Inspector Morse - goes to a rave!

"Stop it Lewis! Play that bit again.."

edit: AKA REWIND! HAUL IT BACK SELECTA!

"Thats the Hallelujah Chorus! Conducted by Sir Adrian Bolt!"

edited highlights from the best EVER Morse episode ( Cherubim and Seraphim , 1992 )

"Kevin, if you're listening, don't worry about it mate, it's sorted"

"garden of eden, it's gonna be good one folks"

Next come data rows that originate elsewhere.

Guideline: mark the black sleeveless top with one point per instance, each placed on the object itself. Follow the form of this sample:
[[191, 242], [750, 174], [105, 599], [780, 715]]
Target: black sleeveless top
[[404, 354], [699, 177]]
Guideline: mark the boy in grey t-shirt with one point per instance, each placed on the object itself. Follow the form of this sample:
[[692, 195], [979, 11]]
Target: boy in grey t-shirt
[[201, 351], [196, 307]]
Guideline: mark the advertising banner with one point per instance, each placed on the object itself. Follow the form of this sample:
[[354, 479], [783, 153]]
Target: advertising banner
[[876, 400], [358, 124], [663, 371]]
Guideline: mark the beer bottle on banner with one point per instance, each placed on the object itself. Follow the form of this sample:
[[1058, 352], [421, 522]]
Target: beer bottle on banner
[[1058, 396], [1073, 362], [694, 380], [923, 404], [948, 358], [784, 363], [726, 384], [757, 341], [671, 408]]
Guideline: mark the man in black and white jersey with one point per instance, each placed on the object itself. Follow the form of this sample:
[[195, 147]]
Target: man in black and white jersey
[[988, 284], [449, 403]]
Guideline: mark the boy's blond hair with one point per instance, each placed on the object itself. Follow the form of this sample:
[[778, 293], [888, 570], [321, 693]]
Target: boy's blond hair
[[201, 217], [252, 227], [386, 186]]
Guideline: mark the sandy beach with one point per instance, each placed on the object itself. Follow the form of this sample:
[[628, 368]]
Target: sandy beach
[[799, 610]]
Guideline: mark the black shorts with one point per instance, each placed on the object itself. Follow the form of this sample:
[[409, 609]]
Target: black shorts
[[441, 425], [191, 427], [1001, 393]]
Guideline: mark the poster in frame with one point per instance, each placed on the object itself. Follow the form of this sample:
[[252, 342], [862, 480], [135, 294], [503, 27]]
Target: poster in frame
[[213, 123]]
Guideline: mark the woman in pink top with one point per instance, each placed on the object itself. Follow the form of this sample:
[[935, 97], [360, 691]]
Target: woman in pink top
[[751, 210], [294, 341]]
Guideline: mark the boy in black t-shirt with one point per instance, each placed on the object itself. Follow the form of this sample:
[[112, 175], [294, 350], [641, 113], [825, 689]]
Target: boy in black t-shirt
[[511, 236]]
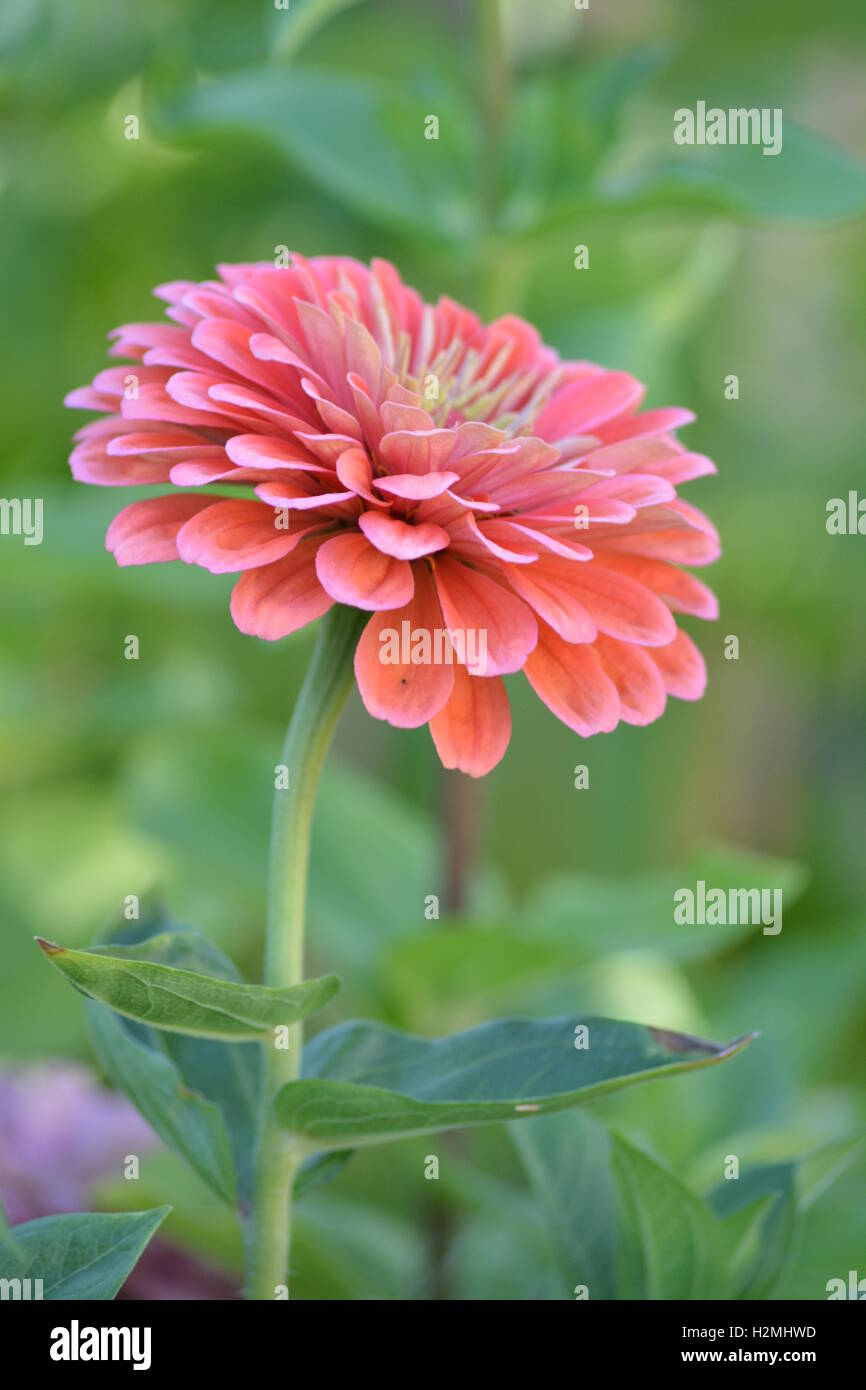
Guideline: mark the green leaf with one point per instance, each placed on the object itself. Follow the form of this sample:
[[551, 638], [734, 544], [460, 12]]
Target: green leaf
[[569, 1164], [759, 1214], [178, 1080], [811, 180], [366, 1084], [132, 982], [759, 1211], [186, 1122], [85, 1255], [673, 1244]]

A new drug developed to combat senility is ironically being distributed to teens at all-night parties and driving some to suicide.
 

IdleRich

IdleRich
Midsomer Murders was famously racist innit - all white for the first 10 years and then that producer got cancelled because he said that was what English village life is all about
and since then they have like a quota of non-white persons, undoubtedly calculated precisely by a committee

which seems to be a lot like how a lot of these shows are run - not just formulaic in the plots, but also in the way they have a set amount of sex and violence, carefully calibrated to the timeslot and the expected audience, and the story is wrapped around those money shots

Oh I didn't know about that. Although it makes sense. It's not racist like Death In Paradise which has genius whites bossing around sub-normal blacks - it's a different kind of racism which totally denies - or maybe forgets - the existence of non-whites altogether. I dunno which is worse... though I will say I grew up in a Midsomer style village and there was nobody who wasn't white living there or for miles around. The guys who owned the Indian restaurant in Shrivenham were the nearest I guess.
 

IdleRich

IdleRich
Another thing about detectives come to think of it is that its often a sort of retirement option (in addition to the vets mentioned earlier) - miss marple and poirot and so on

that goes for the actors too - they do gritty cops shows or whatever when they are young and spunky then end up put out to grass as a detective

james garner
dennis waterman
bergerac guy
plenty more i'm sure...

Oh yeah David Jason did one didn't he? Also Blackadder.
 

sufi

lala
Another thing about detectives come to think of it is that its often a sort of retirement option (in addition to the vets mentioned earlier) - miss marple and poirot and so on

that goes for the actors too - they do gritty cops shows or whatever when they are young and spunky then end up put out to grass as a detective

james garner
dennis waterman
bergerac guy
plenty more i'm sure...


Inspector Morse - goes to a rave!

"Thats the Hallelujah Chorus! Conducted by Sir Adrian Bolt!"

edited highlights from the best EVER Morse episode
morse yet another example
 

IdleRich

IdleRich
I just watched two episodes of Major Crimes - both turned on the victim having butt implants. Interesting idea but... twice?